El hombre describió a su hija como una joven sociable y confiada. Según relató, solía advertirle sobre los riesgos de confiar demasiado en personas que no conocía, aunque destacó que esa actitud formaba parte de su forma de ser.
La reconstrucción realizada por los investigadores indica que la adolescente tomó un remís con destino al barrio Cofico, donde vive Barrelier. De acuerdo con la hipótesis de la causa, iba a encontrarse con el hombre para darle una sorpresa vinculada a su madre.
Las cámaras de seguridad registraron a Agostina en las inmediaciones de la vivienda del sospechoso. Sin embargo, no hay imágenes que la muestren saliendo del lugar. En una segunda declaración, Barrelier reconoció que la joven estuvo en su domicilio y sostuvo que luego se retiró en un automóvil rojo.

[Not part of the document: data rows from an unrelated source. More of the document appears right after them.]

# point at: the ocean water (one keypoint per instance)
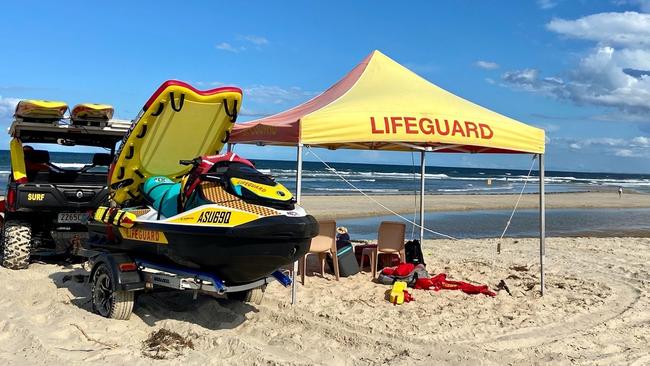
(525, 223)
(402, 179)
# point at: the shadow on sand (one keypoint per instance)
(153, 306)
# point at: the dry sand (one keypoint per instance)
(328, 207)
(596, 311)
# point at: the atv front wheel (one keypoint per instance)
(106, 301)
(16, 244)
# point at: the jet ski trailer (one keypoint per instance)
(116, 277)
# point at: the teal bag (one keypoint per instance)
(162, 194)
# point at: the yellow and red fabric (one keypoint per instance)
(382, 105)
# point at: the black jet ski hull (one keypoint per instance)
(239, 254)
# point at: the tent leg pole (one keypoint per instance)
(422, 179)
(542, 223)
(298, 197)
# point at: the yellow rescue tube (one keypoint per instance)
(18, 168)
(177, 123)
(114, 216)
(92, 111)
(37, 109)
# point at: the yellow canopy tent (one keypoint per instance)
(381, 105)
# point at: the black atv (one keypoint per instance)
(47, 204)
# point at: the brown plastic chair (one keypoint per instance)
(390, 240)
(323, 244)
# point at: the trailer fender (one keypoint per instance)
(127, 280)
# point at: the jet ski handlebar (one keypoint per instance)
(194, 162)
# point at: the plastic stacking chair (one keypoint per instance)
(323, 244)
(390, 240)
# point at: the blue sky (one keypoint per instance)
(578, 69)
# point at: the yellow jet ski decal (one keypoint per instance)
(150, 236)
(177, 123)
(114, 216)
(215, 216)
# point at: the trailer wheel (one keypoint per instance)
(254, 296)
(16, 244)
(107, 302)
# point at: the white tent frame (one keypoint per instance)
(423, 151)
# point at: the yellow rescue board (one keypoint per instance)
(92, 111)
(277, 192)
(38, 109)
(177, 123)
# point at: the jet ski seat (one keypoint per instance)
(163, 195)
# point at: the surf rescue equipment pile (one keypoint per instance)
(194, 208)
(417, 277)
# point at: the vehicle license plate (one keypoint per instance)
(73, 218)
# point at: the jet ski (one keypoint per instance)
(174, 200)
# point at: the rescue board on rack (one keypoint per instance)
(178, 122)
(40, 109)
(91, 111)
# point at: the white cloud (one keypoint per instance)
(7, 106)
(628, 28)
(626, 153)
(546, 4)
(615, 73)
(641, 141)
(488, 65)
(256, 40)
(225, 46)
(635, 147)
(272, 94)
(253, 41)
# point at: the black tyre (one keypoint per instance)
(16, 244)
(107, 302)
(255, 295)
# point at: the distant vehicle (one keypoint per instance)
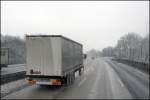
(52, 59)
(4, 57)
(85, 56)
(93, 58)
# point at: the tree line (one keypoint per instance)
(131, 47)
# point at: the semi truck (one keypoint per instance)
(52, 60)
(4, 56)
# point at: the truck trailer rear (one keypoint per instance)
(52, 59)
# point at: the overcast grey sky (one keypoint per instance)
(95, 24)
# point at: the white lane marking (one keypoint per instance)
(120, 82)
(82, 82)
(137, 71)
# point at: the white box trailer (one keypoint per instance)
(4, 56)
(52, 59)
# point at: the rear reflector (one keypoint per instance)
(31, 82)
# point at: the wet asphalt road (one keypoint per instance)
(102, 79)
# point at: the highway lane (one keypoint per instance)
(136, 81)
(101, 80)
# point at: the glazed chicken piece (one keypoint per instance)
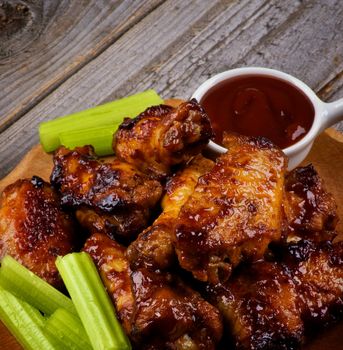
(113, 198)
(311, 211)
(157, 310)
(154, 246)
(235, 210)
(273, 305)
(162, 137)
(33, 228)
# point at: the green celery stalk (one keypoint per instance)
(25, 285)
(66, 331)
(92, 302)
(103, 115)
(24, 322)
(101, 138)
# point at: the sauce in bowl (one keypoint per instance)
(259, 105)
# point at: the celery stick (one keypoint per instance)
(24, 284)
(107, 114)
(92, 302)
(100, 138)
(24, 322)
(66, 331)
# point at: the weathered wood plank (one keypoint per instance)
(43, 42)
(180, 44)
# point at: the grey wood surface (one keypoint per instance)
(171, 46)
(53, 41)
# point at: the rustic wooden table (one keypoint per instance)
(61, 56)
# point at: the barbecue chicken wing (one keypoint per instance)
(158, 310)
(311, 211)
(154, 246)
(163, 136)
(273, 305)
(33, 228)
(235, 210)
(113, 198)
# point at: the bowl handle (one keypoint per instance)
(333, 113)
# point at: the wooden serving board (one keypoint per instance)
(326, 155)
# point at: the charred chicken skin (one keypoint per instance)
(273, 305)
(235, 210)
(157, 310)
(311, 211)
(163, 136)
(33, 228)
(154, 246)
(113, 198)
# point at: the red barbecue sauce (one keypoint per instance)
(256, 105)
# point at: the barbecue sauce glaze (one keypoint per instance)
(257, 105)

Los investigadores detectaron además movimientos que consideran relevantes. Entre el sábado y el lunes, el acusado habría intentado conseguir dinero y un vehículo para desplazarse. Finalmente obtuvo un Ford Ka negro, con el que fue registrado por distintas cámaras de seguridad.
El seguimiento de antenas telefónicas y registros audiovisuales permitió ubicarlo posteriormente en la zona de Ampliación Ferreyra, donde finalmente se produjo el hallazgo de los restos. Aunque el sector carece de un sistema amplio de vigilancia, una cámara registró su ingreso y posterior salida del lugar.
Tras el descubrimiento, la causa entró en una nueva etapa. Ahora la Justicia busca determinar con precisión qué ocurrió en la vivienda del acusado y reconstruir los movimientos previos al crimen. Según la principal hipótesis de los investigadores, el sospechoso no habría actuado siguiendo un plan previo, sino de manera improvisada.